Through the process, the physical process failure of the passive system can be applied to the probability safety evaluation process, the probability safety analysis model of the passive power station is perfected, and an effective method is provided for ensuring the correctness and the rationality of the model. On the basis, a good foundation can be provided for the overall safety evaluation of the nuclear power station, the optimization of system design, the identification of important equipment, the subsequent operation maintenance or risk real-time monitoring of the nuclear power station and other work.

The application of the passive system physical process failure in the nuclear power plant probabilistic safety analysis model is further described in more detail below with reference to FIG. 2. FIG. 2 illustrates a flow diagram of a method of applying passive physical process failure according to further embodiments of the present invention. Prior to application of the method, passive system reliability results are obtained according to a passive system reliability averaging method such as RMPS or APSRA.

As in fig. 1, first, in step S201, an event tree in the probabilistic security evaluation model is determined.

Then, in step 202, it is searched whether the event tree in the probabilistic security evaluation model contains a topic related to the passive system. For the case where the passive system related header is not included, it is also determined whether the incident sequence is related to a passive system at step S204. This is because the probability of system physical process failure is not considered when some accident scenarios have confirmed the hardware success of the passive system or have satisfied the condition of the passive system operation, and thus is not reflected in the event tree header. If the accident sequence is associated with a passive system, then in step S205, the header associated with the passive system is added.

Next, if the passive system related header is included in the event tree or added, the specific meaning of the passive system related header in the event tree is determined in step S203 as in fig. 1. In step S206, it is determined whether the failure of the hardware of the passive system needs to be considered at the topic according to the specific meaning of the topic associated with the passive system in the event tree. The evaluation method of hardware failure is mature and is applied to the traditional probability safety evaluation process.

For the case that the hardware failure of the passive system does not need to be considered, in step S207, the passive system physical process failure is connected to the header of the event tree as a basic event. The physical process failure is used as a basic event, and the failure probability value is the reliability analysis result and can be obtained through RMPS (remote math platform systems), for example. The passive system reliability result obtained according to the passive system reliability averaging method is connected to the event tree in a numerical mode and serves as an input parameter for calculation according to the probability safety analysis model.

In the case that the hardware failure of the passive system needs to be considered, in step S208, a fault tree of the passive system is established. The fault tree can comprise a hardware failure part and a physical process failure part, and is connected under the top event of the failure of the passive system in an OR relationship, because the failure of the hardware of the passive system or the physical process can cause the failure of the whole system. In fig. 5, a schematic diagram of such a passive system failure fault tree model is shown. The hardware failure part can be subdivided according to a traditional method until a basic event of a hardware level, the physical process failure serves as a basic event, and the failure probability value is a reliability analysis result of the physical process failure, and can be obtained through RMPS (remote math platform). Wherein the passive system reliability results obtained according to the passive system reliability averaging method are included as a basic event in the fault tree for calculation according to the probabilistic safety analysis model.

After the fault tree is established, the fault tree is connected to the head of the event tree in step S209. And calculating the failure probability of the passive system by using the established new fault tree of the passive system.

After the event tree is updated, for example, after the passive system physical process failure is connected to the subject of the event tree as a basic event or the fault tree including the passive system hardware failure and the physical process failure is connected to the subject of the event tree, in step S210, the probabilistic safety evaluation model is analyzed, for example, to obtain the probability of core damage or radioactive material mass release.

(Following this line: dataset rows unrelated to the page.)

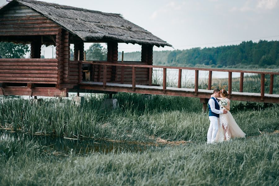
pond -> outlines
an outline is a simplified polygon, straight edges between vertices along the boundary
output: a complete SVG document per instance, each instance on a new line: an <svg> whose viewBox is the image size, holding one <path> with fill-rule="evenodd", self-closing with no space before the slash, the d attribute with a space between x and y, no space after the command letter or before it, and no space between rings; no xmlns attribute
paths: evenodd
<svg viewBox="0 0 279 186"><path fill-rule="evenodd" d="M9 140L13 141L33 140L37 141L39 144L49 147L53 151L67 154L72 149L76 154L82 155L93 152L101 153L127 152L141 153L147 150L158 150L166 147L163 145L144 145L93 139L81 140L51 137L0 131L0 141Z"/></svg>

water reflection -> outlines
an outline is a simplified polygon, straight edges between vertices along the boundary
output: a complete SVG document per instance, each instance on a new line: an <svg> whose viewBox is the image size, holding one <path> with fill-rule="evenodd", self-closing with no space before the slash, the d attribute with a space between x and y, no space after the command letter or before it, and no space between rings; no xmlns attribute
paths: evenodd
<svg viewBox="0 0 279 186"><path fill-rule="evenodd" d="M0 131L0 140L31 140L38 141L42 145L48 146L53 151L65 153L71 149L76 154L86 154L90 153L101 153L131 152L141 153L147 150L159 150L165 146L153 146L127 143L108 142L104 140L71 140L63 138L28 135L16 132Z"/></svg>

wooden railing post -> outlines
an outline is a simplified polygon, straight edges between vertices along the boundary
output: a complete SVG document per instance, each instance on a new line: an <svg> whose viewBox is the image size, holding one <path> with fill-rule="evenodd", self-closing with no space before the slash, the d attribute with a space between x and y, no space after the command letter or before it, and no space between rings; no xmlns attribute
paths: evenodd
<svg viewBox="0 0 279 186"><path fill-rule="evenodd" d="M239 85L239 92L243 92L243 80L244 78L244 73L241 72L240 73L240 83Z"/></svg>
<svg viewBox="0 0 279 186"><path fill-rule="evenodd" d="M269 85L269 94L272 94L273 93L273 79L274 78L274 74L270 74L270 85Z"/></svg>
<svg viewBox="0 0 279 186"><path fill-rule="evenodd" d="M98 82L101 81L101 71L102 70L101 66L100 64L98 64Z"/></svg>
<svg viewBox="0 0 279 186"><path fill-rule="evenodd" d="M229 72L228 85L228 93L229 98L232 97L232 73L231 72Z"/></svg>
<svg viewBox="0 0 279 186"><path fill-rule="evenodd" d="M212 71L209 71L208 74L208 87L207 89L209 90L211 90L211 85L212 83Z"/></svg>
<svg viewBox="0 0 279 186"><path fill-rule="evenodd" d="M124 66L121 67L121 84L123 84L124 83Z"/></svg>
<svg viewBox="0 0 279 186"><path fill-rule="evenodd" d="M104 65L104 81L103 81L103 86L104 89L106 89L107 85L107 65Z"/></svg>
<svg viewBox="0 0 279 186"><path fill-rule="evenodd" d="M261 74L261 100L264 100L264 74Z"/></svg>
<svg viewBox="0 0 279 186"><path fill-rule="evenodd" d="M166 93L166 69L164 68L163 69L163 91Z"/></svg>
<svg viewBox="0 0 279 186"><path fill-rule="evenodd" d="M182 69L178 70L178 88L181 88L181 76L182 74Z"/></svg>
<svg viewBox="0 0 279 186"><path fill-rule="evenodd" d="M152 72L153 72L153 68L151 67L149 68L149 82L148 82L148 85L149 86L152 86Z"/></svg>
<svg viewBox="0 0 279 186"><path fill-rule="evenodd" d="M196 70L195 74L195 95L197 95L199 88L199 71Z"/></svg>
<svg viewBox="0 0 279 186"><path fill-rule="evenodd" d="M133 67L133 73L132 78L132 86L133 87L133 91L135 90L136 83L136 67Z"/></svg>
<svg viewBox="0 0 279 186"><path fill-rule="evenodd" d="M78 62L78 82L82 82L82 61Z"/></svg>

According to the method, the failure of the physical process of the passive system can be reflected in the probability safety analysis model of the whole nuclear power station, the safety state of the nuclear power station is reflected more truly, the probability of large-scale release of a new containment can be obtained, and a new minimum cut set, importance and sensitivity analysis result is given, so that great help is provided for guiding and discovering weak links of the design and operation of the nuclear power station. In addition, the probability safety analysis model after the method is improved can support the contents of safety inspection, design optimization, operation maintenance and the like of the nuclear power station, improve the safety and the economy of the nuclear power station, and play a positive promoting role in the development of the probability safety evaluation technology of the passive nuclear power station.

An apparatus employing passive physical process failure according to an embodiment of the present invention is described below with reference to fig. 3 and 4.

FIG. 3 shows a simplified block diagram of an apparatus 300 for employing passive physical process failure, according to an embodiment of the invention. The apparatus 300 comprises a look-up module 301, a determination module 302, and a connection module 303.

In this embodiment, the searching module 301 searches whether the event tree in the probabilistic security evaluation model includes a topic header related to the passive system, and sends the search result to the determining module 302.

The determination module 302 receives the lookup result. And if the search result indicates that the passive system-related header is included, the determining module 302 determines the specific meaning of the passive system-related header in the event tree. The connection module 303 is configured to connect the passive system physical process failure to the event tree according to the specific meaning determined by the determination module 302.

It should be understood that apparatus 300 may also include other modules, including, for example, a module for determining an event tree in a probabilistic security evaluation model, a Central Processing Unit (CPU), a memory, a communication unit, etc., as the invention is not limited in this respect.

Fig. 4 shows a simplified block diagram of an apparatus 400 for applying passive physical process failure according to a further embodiment of the present invention. In addition to the search module 401, the determination module 402 and the connection module 403 as the modules shown in fig. 3, the apparatus 400 further comprises an analysis module 404, and the connection module 403 further comprises a judgment module 403-1 and a tree building module 403-2.

In this embodiment, the searching module 401 searches whether the event tree in the probabilistic security evaluation model includes a topic header related to the passive system, and sends the search result to the determining module 402. In addition, the lookup module 401 is also used to determine whether the incident sequence is associated with a passive system and, if so, to add a header associated with the passive system.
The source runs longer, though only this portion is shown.